Propaganda o no (sí, propaganda, siempre es propaganda), hay una fracción de la guerra relatada con imagen de combate real y editada y post-producida como cualquier spot de publicidad. Las músicas que acompañan, ruidosas a la manera de la música popular de hoy, están pensadas para engrandecer el heroísmo y el efecto de la acción de quienes han montado las imágenes: más riqueza de detalle que cualquier momento de las guerras de Irak o Afganistán, pero quizá más distancia al cobrar todo una estética de videojuego de combate y serie de comandos que, de puro reconocible, parece sin embargo la única manera de contar los cantares de gesta de hoy de forma que pueda entenderse por el espectador del presente. ¿Y si las aspiraciones estéticas de la Canción de Roldán fueran, en su tiempo, un relato igual de frívolo?.

No dejo de ver, junto a las banderitas rusas que les acompañan como una pantalla de un juego electrónico, unos tipos que van a morir metidos en un cráter de una bomba anterior. El asombro de ver caer un proyectil desde un drone y que entre con toda precisión por la escotilla de un carro de combate y que deje a la vista un humo blanco que sabes que ha achicharrado a quienes estuvieran dentro, no me queda oculto en la narrativa y la música de lo que parece ser presentado sólo como victoria y no muerte.

Regresa la calidez a las tardes del Mediterráneo. Paseo por una calle insulsa en busca de dónde recoger un pequeño envío y detecto una bábushka vestida con aspecto inevitablemente rural sentada en un banco en silencio. Mirando. Sólo mirando. ¿De dónde salió? Sólo ha podido salir de la guerra, no es una visitante veraniega, ni alguien adaptado a una vida urbanita ni mucho menos a la vida de balneario de paella y sangría. Me pregunto si me sentaría a su lado a interrogarla: qué fue de ti, por qué aquí.

Cada automóvil que me cruzo con matrícula ucraniana en estos atardeceres cálidos es un vehículo de dinero. Pueblan el supermercado. Aquí hay una calle Rusia, una calle Ucrania, pero sólo banderas azules y amarillas en alguna terraza y, aunque no sabes bien si lo que se habla por unas cuantas mujeres en chándal de ir al súper es ruso de Ucrania o, simplemente, ruso, sabes que quien se identifica con Moscú no tiene visibilidad. Quizá no se atrevan.

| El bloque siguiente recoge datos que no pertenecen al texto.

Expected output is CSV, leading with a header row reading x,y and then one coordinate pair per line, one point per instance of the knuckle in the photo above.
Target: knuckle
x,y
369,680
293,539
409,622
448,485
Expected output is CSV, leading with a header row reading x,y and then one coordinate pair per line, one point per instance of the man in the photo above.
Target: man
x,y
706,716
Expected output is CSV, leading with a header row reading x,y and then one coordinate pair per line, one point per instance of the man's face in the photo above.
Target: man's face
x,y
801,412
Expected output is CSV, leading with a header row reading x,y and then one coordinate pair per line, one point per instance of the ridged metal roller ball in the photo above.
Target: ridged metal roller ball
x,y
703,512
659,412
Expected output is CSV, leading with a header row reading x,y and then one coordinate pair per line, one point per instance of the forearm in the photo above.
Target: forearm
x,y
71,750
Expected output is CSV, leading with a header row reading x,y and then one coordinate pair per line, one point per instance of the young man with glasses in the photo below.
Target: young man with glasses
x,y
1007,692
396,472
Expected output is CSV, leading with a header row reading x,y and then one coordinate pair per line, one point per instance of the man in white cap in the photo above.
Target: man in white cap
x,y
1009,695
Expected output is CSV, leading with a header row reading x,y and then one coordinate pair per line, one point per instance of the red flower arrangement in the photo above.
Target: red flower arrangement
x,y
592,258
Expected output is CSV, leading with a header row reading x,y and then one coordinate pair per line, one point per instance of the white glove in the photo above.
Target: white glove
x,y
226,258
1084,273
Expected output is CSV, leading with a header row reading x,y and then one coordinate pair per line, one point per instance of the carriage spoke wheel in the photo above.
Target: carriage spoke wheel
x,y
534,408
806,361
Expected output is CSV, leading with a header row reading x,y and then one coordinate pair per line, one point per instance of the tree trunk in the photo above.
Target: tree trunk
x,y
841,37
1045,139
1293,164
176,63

Esos ojos y ese cigarrillo siguen mirándome. El BMW ucraniano gira a la izquierda en una rotonda y lleva dentro un tipo que es evidente que vive con toda opulencia. Él acá, el otro muriendo allá. Piensas que al terminar la guerra alguien debería preguntar dónde estabas tú mientras nos enterraban. Pero lo mismo es quien se ha traído a la bábushka y la ha salvado de algo peor. Unos vivirán alguna forma de gloria de Ucrania cuando la guerra termine y otros murieron queriendo buscarla y nadie les devolverá nada.

No hay forma de conciliar (¿debo mejor decir soportar?) dos realidades paralelas como son la de la defensa de un agresor -cruel, pero sus soldados son herramientas mecidas por la Historia- y la inutilidad del heroísmo. Junto con la sospecha moral hacia quien eligió vivir a toda costa y beneficiarse del que empuñó el fusil, al que no puedes atreverte a juzgar por mucha rabia que sientas.